If you are a cat person, now is the time to leave the room.
People love and care about dogs more than their fellow man, according to two major studies.
According to the Times of London, people have more empathy for dogs in bad circumstances than they do for humans who suffer.
Two years ago a medical research charity, Harrison’s Fund, tried an experiment. It printed 2 adverts, both of which asked the following: “Would you give £5 to save Harrison from a slow, painful death?” The difference was that on one of the adverts Harrison was a person, on the other he was a dog.
Would anybody be surprised to learn that Harrison the dog got surprisingly more clicks than Harrison, the human? Surely not the researchers who were behind the recent study into human-dog empathy. They discovered that people are usually more distressed by reports of dogs being beaten up or hurt in any way than they are by the same reports about adult humans.

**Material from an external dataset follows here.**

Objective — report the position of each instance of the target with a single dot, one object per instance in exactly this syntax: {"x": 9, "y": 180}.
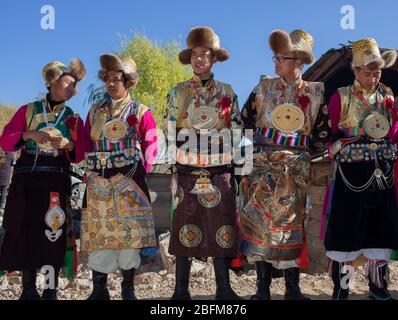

For that study, which was published in the journal Society & Animals, the researchers presented 240 students with a fake newspaper clipping. The little dog got way more contributions.
According to a Northeastern University study, only a baby human could compete with the man’s best friend, as the New York Post reports.
In that study, students were shown fake newspaper news about a baseball-bat attack on a little puppy, an adult dog, a one-year-old infant and 30-year-old human. Then, they were asked questions to gauge their empathy. Guess who took the last place in their hearts? The adult human.
“Respondents were significantly less distressed when adult humans were victimized, in comparison with human babies, puppies, and adult dogs,” said Northeastern researchers. “Only relative to the infant victim did the adult dog receive lower scores of empathy.”